Она уже ходила, прихрамывая, по квартире, хотя на улицу еще выбиралась редко и неохотно – не потому что не могла, а просто не хотелось. Было тридцатое декабря, они сидели на кухне, Надя разбирала только что сваренный к новогоднему столу холодец.
– И не проходит никак! И в горячей воде держала ногу, и в холодной, и бинтовала – все как врач сказал. А все равно – ступить не могу… Мама, помню, перепугалась даже. И что ты думаешь? К бабке меня повезла! К настоящей бабке-шептунье.
Ева улыбнулась. Она весьма скептически относилась ко всеобщему, повальному увлечению колдунами, магами и даже экстрасенсами – хотя последние, наверное, и впрямь могли хоть кого-то вылечить.
– Ну и как, помогло? – поинтересовалась она, раскладывая по тарелкам с холодцом мелко нарезанный чеснок.

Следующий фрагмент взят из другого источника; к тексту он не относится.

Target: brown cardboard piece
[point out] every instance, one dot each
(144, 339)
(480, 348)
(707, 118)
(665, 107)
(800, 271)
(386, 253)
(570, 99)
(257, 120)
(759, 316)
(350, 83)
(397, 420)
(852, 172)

– Я, по правде говоря, тоже не очень-то верила тогда. Да и теперь сомневаюсь… Но мне, представь себе, помогло! – засмеялась Надя. – Отец машину дал с завода, повезли меня куда-то в Еловщину. Сидит обыкновенная сельская бабка в хате, я перед ней сажусь, бинт начинаю разматывать. А она говорит: «Нэ трэба, я й так бачу». Ну, протягиваю ногу, мама рядом стоит. Тут бабка берет нож – мы аж дернулись с мамой – и начинает над ним что-то шептать.
– А что говорила, мам? – заинтересовалась Ева: она любила всякие фольклорные истории и даже писала по ним курсовую, когда училась на филфаке. – Ты не запомнила?
– Да я не расслышала просто, она быстро шептала, тихо. Что-то про слезы под горючим камнем, про судьбу… Долго шептала, минут пятнадцать, и все время ножом этим плашмя по ноге водила. Нашепталась, нож убрала и говорит: «Всэ, хай будэ здоровэнька! Зглэдили, говорит маме, твою доньку – сглазили то есть, – бо дуже много на ее и дытынку ее майбутну глядят…»
– Кто это на нас с тобой так уж смотрел? – удивилась Ева. – А папа где был?
– Папа в Москве тогда был, – секунду помедлив, ответила Надя.
– Ну, и что дальше?
– А ничего, – пожала она плечами. – К вечеру все прошло, как и не было. Опухоль спала, я встала и пошла. Вот тебе и бабка!
– Мне, что ли, к бабке съездить? – невесело усмехнулась Ева.
– Неплохо бы… – пробормотала мама. – Подержи-ка дуршлаг, я бульон перелью.
История была интересная, но Еве уже, в общем-то, не было необходимости ехать к бабке. Нога ее и так прошла, а остальное… Разве его зашепчешь, остальное!